BY SHERRY EAKER
I recently received two letters, both from playwrights, both of whom had their plays selected to be produced at Off-Off-Broadway theatres. Both playwrights were upset over the fact that their plays were taken over by the directors and turned into something other than what was intended.
The playwright of the first letter I received wrote that the director "wrote three vulgar sketches into my play without my approval. In fact, I never got to see my changed script! I felt betrayed as a playwright as well as a dramaturg. The tight structure of my play was diluted and derailed by the director's extra parts . the director kept me at arm's length from her 'territory' while she trampled all over my domain as a playwright."
The second letter that I received was from a playwright who seemed a lot angrier, not only at the director but at the entire system. I found out when I spoke to her earlier this week that instances such as the one she describes in her letter have happened to her--and her playwright friends--on more than one occasion.
She writes: "When I saw the production, [the director] had changed my script to such an extreme degree that the entire focus of the play was transposed. The entire last scene was rewritten, destroying my words and meaning completely."
Sure the writers are angry, and with just cause--but how do they let these situations arise in the first place? Written plays are copyrighted automatically. Don't directors know that tampering with a play can bring on charges of infringement of the copyright issue?
Some writers are so eager to have a production of their play that they don't mind if the play is changed around. And some writers don't even sign a contract with the theatre company or, if they do sign one, don't bother to make sure that some very important provisions are included.
I spoke to Christopher Wilson, acting executive director of the Dramatists Guild, who stated that the guild recommends that the contract the writer signs with the theatre should specify that no changes can be made to the script without the approval of the playwright. Furthermore, any changes that are approved by the playwright are also owned by him or her.
If the contract does not already note these clauses, it's up to the writer to make sure that the clauses are included. I don't know if the author of letter #1 had signed a contract with the theatre; letter #2 author did, but these clauses were not negotiated into it.
I also contacted Jeffrey Sweet to get his advice for fellow writers from his perspective as a working playwright and as a council member of the Dramatists Guild.
It wasn't so easy getting in touch with Jeff, since he's always traveling around. He called me from Chicago, where his play "Flyovers" is being produced at the Victory Gardens Theater. He flew back there from Normal, Ill., where another of his plays, "Falcon's Pitch," is in production at the Illinois Shakespeare Festival. From Chicago, he goes on to Iowa to teach a university course, but then has plans to return to Normal (no pun intended) to check on his show.

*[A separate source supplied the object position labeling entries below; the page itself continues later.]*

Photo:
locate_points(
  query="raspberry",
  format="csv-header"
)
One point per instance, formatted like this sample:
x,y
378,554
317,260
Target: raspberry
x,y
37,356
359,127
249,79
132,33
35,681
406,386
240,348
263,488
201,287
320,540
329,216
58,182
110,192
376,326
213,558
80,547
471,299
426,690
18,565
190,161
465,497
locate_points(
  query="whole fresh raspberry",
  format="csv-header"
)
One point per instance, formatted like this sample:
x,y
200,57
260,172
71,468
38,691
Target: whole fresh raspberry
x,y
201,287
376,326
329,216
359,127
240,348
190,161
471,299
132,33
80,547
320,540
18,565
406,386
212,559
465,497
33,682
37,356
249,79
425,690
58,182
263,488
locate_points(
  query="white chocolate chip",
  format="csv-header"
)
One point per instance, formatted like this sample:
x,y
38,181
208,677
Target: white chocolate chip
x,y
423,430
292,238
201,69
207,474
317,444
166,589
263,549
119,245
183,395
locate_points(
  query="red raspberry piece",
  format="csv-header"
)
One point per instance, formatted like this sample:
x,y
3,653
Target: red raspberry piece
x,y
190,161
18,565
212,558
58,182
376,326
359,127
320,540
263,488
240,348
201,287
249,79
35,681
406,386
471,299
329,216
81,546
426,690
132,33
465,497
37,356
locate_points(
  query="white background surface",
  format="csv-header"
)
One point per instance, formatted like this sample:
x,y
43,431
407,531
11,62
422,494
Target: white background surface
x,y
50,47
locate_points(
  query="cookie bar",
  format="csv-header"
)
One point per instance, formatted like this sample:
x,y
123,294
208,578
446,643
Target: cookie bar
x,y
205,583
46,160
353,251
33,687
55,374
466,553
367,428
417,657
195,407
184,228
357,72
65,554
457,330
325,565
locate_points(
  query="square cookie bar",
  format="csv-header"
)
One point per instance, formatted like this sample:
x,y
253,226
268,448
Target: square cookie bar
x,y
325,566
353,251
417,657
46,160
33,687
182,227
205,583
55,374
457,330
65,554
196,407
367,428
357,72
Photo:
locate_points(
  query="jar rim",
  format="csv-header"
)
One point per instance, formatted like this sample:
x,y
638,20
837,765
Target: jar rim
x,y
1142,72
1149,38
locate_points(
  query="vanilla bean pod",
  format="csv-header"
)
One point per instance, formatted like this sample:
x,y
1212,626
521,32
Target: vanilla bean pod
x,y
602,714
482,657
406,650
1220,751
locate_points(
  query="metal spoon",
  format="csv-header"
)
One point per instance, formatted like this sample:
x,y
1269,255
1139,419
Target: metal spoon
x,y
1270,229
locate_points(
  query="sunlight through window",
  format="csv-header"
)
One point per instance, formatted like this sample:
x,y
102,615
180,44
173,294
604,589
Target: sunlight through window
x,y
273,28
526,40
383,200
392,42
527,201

I'm mentioning all of this just to let you see how hands-on and accessible Jeff is as a playwright. "Being there and having meaningful input into the casting and rehearsal processes is part of the playwright's job, part of the playwright's responsibility," Jeff notes. "The job is only half done when you have a script worth producing. The rest of the playwright's job is a social function, working with others in seeing that script is properly produced."
I mentioned to Jeff that the playwrights, by not being part of the process (I'm not quite sure about playwright #1, but playwright #2 told me that, for personal reasons, she had to go out of town for the two-week casting/rehearsal process), may be just as guilty as the directors that they're accusing. But Jeff quickly pointed out that they're not guilty, only ignorant of what they're actually entitled to.
And what about the directors--are they also acting out of inexperience? Jeff states emphatically that writers' words--those who write for the theatre in contrast to movies and television--cannot be changed without the writer's permission. "Any director who does not observe this principle is simply not a professional director. Directors who want to mess around with text should either go into another medium or write their own texts."
So, asks Jeff, what do you do if you're in a production, and a director pulls this stuff? "One swell response," Jeff says, is "a sternly worded letter from a lawyer to the director saying that he or she is in violation of your copyright and to cease and desist, or be vulnerable to legal action."
Jeff reminds playwrights that are being maltreated, that they have the right to pull their scripts. "Now, some writers faint at the thought of walking away from a production," he notes. "But a production of your work that doesn't reflect your intentions isn't worth having. If it is well received, then it isn't your intentions that are getting the good comment. If it is poorly received, then the reputation of your work is being damaged. I see no point in continuing with a production under either circumstance. But you have to have the guts to say 'no' to a production. To say 'no' when it is appropriate is a sign of professionalism."
By the way, I got in touch with the director of playwright #2's play, and he presented his side of the story to me as well. I'm staying neutral, but I do hope that playwright and director will talk over the situation and end this dispute.
There are other provisions that can be negotiated into a playwright's contract concerning issues of arbitration, assignment, subsidiary rights, and compensation.
For the most up-to-date information concerning playwrights, and for easy access for advice, it's best to become a member of the Dramatists Guild. The annual dues is $75, and the only requirement is that you have written a play. You can contact the guild for membership application by dropping a note to 1501 Broadway, Suite 1701, New York, NY 10036, or call (212) 398-9366.
Jeff says that being a member of the Dramatists Guild is as necessary for your protection as shoes are for walking on city streets.